Legal shorts for April 28, 2015: Post-breach research protected from discovery, and a trade-secrets battle over betting machines
Cybersecurity research falls under attorney-client, work product protections
A company is hit by hackers and suffers a data breach. It hires two cybersecurity firms to investigate the matter. The company is later sued by a credit-card company, which seeks the results of the cybersecurity firms' research as part of discovery. Does the plaintiff credit-card company get the information from the defendant breach victim?
The U.S. District Court for the Middle District of Tennessee ruled recently in Genesco, Inc. v. Visa U.S.A., Inc. that the cybersecurity firms' research is protected by both the attorney-client privilege and the work-product doctrine. Shea Gordon Leitch, Antony Kim, and Aravind Swaminathan of Orrick, Herrington, and Sutcliffe LLP write about the decision in an April 24, 2015, article on the JD Supra Business Advisor site.
The authors point out that the court's ruling signals the key role legal counsel -- whether in-house or outside -- takes in the investigation of data breaches. By protecting the information collected by security experts on behalf of the potential plaintiffs, the legal counsel provides their corporate clients with a "safe place" to discuss the implications of the breach for the company, its customers, and its business partners.
Shenanigans in 'historical' horse-race betting games
I bet you didn't know you can bet on horse races that have already been run. (Makes me wish I had saved all those old Racing Forms.) There's a company called AmTote International that sells betting machines to race tracks and other customers that let people place bets on live and historical horse races.
According to an April 24, 2015, article on the JD Supra Business Advisor site written by Mark Mermelstein and Robert Uriarte of Orrick, Kentucky Downs swapped out its AmTote betting machines in April 2015 for models from competitor Encore Gaming. AmTote sued Kentucky Downs, three of the track's high-ranking employees, and Encore Gaming, alleging misappropriation of AmTote's trade secrets.

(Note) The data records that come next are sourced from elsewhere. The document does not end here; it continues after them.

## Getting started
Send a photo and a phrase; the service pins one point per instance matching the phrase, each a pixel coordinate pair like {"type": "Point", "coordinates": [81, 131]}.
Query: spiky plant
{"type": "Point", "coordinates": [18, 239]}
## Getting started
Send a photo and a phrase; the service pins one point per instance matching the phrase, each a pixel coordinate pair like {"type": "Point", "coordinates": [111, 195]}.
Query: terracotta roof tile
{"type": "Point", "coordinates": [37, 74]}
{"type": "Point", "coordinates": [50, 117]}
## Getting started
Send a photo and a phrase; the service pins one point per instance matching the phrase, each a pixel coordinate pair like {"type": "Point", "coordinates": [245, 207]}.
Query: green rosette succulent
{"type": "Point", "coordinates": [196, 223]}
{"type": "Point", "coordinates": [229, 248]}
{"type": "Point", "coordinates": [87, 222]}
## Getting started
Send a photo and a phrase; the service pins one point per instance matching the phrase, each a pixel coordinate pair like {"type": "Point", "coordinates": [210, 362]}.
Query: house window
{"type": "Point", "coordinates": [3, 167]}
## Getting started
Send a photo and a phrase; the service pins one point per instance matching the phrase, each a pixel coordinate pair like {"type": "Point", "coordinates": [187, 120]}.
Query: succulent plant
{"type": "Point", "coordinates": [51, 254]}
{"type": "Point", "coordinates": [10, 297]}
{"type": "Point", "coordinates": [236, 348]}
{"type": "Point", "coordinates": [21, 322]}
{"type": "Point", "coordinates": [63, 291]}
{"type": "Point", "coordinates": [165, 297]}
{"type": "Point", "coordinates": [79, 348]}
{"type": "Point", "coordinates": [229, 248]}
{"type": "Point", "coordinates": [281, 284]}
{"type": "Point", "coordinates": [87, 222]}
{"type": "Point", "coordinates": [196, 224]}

AmTote hopes to win an injunction against the defendants under the "inevitable disclosure" doctrine. That doctrine avers that the defendants had no choice but to rely on information it gleaned from using the AmTote machines, which the track had been using since 2011. The inherent similarities of the betting machines from the two companies plays in AmTote's favor, according to the authors.
While the case will likely turn on whether the betting machines' diagnostic reports and other components qualify as trade secrets, what astonishes me is that somebody is making money from bets placed on races that were run years ago. The only reason I bring up the case here is because it gives me an opportunity to wish the entrants in this Saturday's 141st running of the Kentucky Derby the best of racing luck.
Just don't ask me who I've got in the race. I think my pick from last year's race is still circling the Churchill Downs track.